Race, Ignorance, Racism

Not spending millions more to hire and train swarms of Internal Revenue Service agents to poke, audit, investigate and squeeze more tax dollars from wealthier Americans would be — you knew this was coming — racist

That’s the new argument for siccing the IRS on wealthier Americans; they’re more likely to be white than black.

“The federal government is losing billions in unpaid taxes,” informs a Washington Post headline, “in part due to racial disparities in the tax code.”

What racially based inequalities, precisely?

“The inequity rests on long-​established tax breaks that favor White Americans over Black Americans in three areas — marriage, homeownership and retirement, according to Dorothy A. Brown, an Emory University law professor,” writes Post columnist Joe Davidson.
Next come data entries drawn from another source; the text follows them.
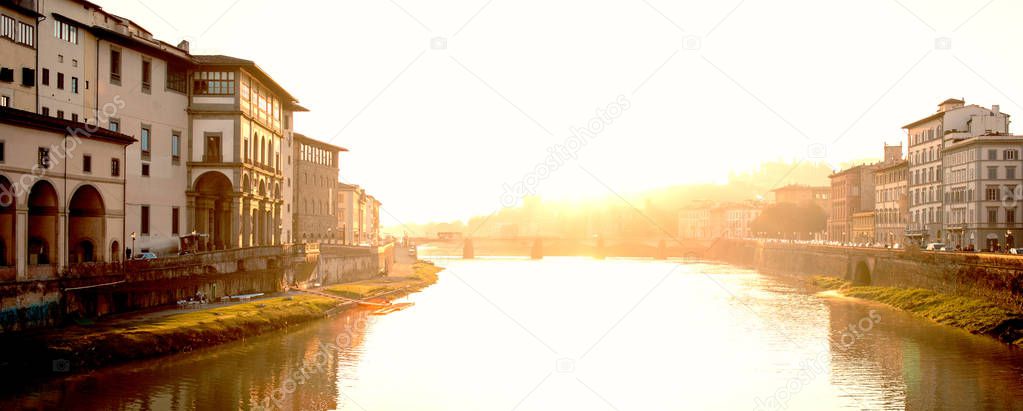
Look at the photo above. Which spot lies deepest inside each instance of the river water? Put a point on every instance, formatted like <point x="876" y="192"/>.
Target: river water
<point x="579" y="333"/>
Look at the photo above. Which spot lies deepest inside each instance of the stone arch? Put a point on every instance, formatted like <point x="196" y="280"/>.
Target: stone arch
<point x="861" y="273"/>
<point x="42" y="240"/>
<point x="214" y="193"/>
<point x="8" y="219"/>
<point x="86" y="225"/>
<point x="115" y="250"/>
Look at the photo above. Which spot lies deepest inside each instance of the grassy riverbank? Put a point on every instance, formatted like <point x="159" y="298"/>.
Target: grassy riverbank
<point x="154" y="334"/>
<point x="973" y="315"/>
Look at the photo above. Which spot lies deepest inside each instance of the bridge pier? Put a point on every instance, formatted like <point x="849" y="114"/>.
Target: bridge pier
<point x="537" y="252"/>
<point x="468" y="253"/>
<point x="662" y="250"/>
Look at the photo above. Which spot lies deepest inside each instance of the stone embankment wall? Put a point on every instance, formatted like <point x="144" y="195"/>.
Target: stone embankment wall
<point x="997" y="278"/>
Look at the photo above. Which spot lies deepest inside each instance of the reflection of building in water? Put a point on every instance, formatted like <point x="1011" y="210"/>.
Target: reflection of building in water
<point x="903" y="362"/>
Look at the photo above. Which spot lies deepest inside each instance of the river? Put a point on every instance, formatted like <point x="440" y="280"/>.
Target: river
<point x="578" y="333"/>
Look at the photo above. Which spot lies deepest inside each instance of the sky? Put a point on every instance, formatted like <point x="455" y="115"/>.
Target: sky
<point x="454" y="108"/>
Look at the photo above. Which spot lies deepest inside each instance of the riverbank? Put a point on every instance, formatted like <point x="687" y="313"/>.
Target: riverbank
<point x="976" y="316"/>
<point x="84" y="347"/>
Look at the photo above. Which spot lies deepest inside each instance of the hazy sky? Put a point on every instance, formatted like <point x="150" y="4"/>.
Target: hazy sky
<point x="701" y="87"/>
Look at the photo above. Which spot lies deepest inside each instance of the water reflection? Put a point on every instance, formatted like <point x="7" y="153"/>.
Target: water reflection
<point x="578" y="333"/>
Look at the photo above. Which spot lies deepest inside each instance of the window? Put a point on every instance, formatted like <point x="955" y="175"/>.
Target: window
<point x="991" y="193"/>
<point x="212" y="152"/>
<point x="146" y="76"/>
<point x="116" y="66"/>
<point x="28" y="77"/>
<point x="176" y="146"/>
<point x="26" y="35"/>
<point x="177" y="79"/>
<point x="8" y="26"/>
<point x="65" y="32"/>
<point x="144" y="224"/>
<point x="44" y="157"/>
<point x="214" y="83"/>
<point x="144" y="139"/>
Because, for instance, “White people … are much more likely to be homeowners,” and more likely than blacks “to work for companies that offer tax favored retirement plans.”
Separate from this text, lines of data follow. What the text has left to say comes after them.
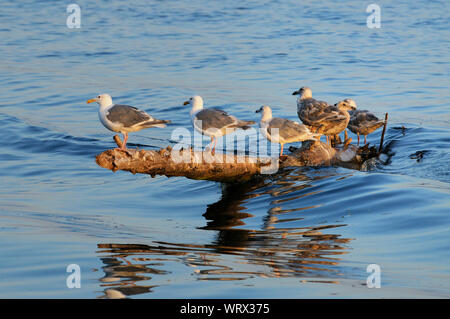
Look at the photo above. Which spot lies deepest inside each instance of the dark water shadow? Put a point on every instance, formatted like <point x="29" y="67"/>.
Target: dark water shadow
<point x="281" y="246"/>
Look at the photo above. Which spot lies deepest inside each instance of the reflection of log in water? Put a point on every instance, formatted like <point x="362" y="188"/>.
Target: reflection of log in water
<point x="311" y="251"/>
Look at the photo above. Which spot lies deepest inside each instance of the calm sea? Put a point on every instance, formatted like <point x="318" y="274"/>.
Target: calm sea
<point x="304" y="233"/>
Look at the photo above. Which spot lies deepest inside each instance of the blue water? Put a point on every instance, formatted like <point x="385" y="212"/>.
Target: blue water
<point x="307" y="232"/>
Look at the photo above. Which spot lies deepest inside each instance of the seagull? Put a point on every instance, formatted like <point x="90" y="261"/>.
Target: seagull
<point x="282" y="131"/>
<point x="123" y="118"/>
<point x="213" y="122"/>
<point x="362" y="121"/>
<point x="320" y="116"/>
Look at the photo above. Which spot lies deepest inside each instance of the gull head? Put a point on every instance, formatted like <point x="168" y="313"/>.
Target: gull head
<point x="196" y="102"/>
<point x="346" y="105"/>
<point x="102" y="100"/>
<point x="266" y="112"/>
<point x="304" y="92"/>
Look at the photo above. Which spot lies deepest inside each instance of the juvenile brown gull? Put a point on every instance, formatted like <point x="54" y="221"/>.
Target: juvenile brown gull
<point x="320" y="116"/>
<point x="362" y="121"/>
<point x="282" y="131"/>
Davidson offered no further discussion of marriage.

One can argue for or against hiring more IRS agents. (I’m against.) But to calculate the merits based on the skin color of the people most likely to be investigated is … racist.

Where does such skewed logic lead?

“The Virginia Department of Education (VDOE) is moving to eliminate all accelerated math options prior to 11th grade,” Fox News reports, “effectively keeping higher-​achieving students from advancing as they usually would in the school system.”
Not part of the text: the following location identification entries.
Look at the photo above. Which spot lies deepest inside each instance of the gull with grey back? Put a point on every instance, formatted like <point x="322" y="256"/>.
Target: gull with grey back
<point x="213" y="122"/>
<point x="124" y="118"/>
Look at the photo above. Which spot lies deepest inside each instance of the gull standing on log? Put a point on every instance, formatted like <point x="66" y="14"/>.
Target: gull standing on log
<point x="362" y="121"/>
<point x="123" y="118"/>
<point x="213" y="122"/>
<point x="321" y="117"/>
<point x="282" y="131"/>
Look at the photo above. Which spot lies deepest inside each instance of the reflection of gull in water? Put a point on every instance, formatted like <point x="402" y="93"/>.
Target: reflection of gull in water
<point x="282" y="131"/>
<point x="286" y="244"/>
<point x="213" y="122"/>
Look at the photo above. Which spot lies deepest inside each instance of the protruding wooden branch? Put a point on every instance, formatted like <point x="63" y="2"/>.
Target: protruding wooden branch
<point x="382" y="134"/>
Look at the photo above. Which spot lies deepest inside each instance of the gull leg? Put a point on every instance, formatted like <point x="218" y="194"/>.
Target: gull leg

This statewide policy designed to hurt so many individual students — and to help none — is predicated on closing a racial gap in math performance. By knee-​capping the higher performing students of all races.*

So which is worse? That it’s a human rights violation … or that it is so incredibly stupid?

This is Common Sense. I’m Paul Jacob. 


* As a candidate in this year’s Virginia House elections explained to The Federalist, the proposed statewide policy “is incredibly belittling, arrogant, and racist in assuming that children of color cannot reach advanced classes in math.”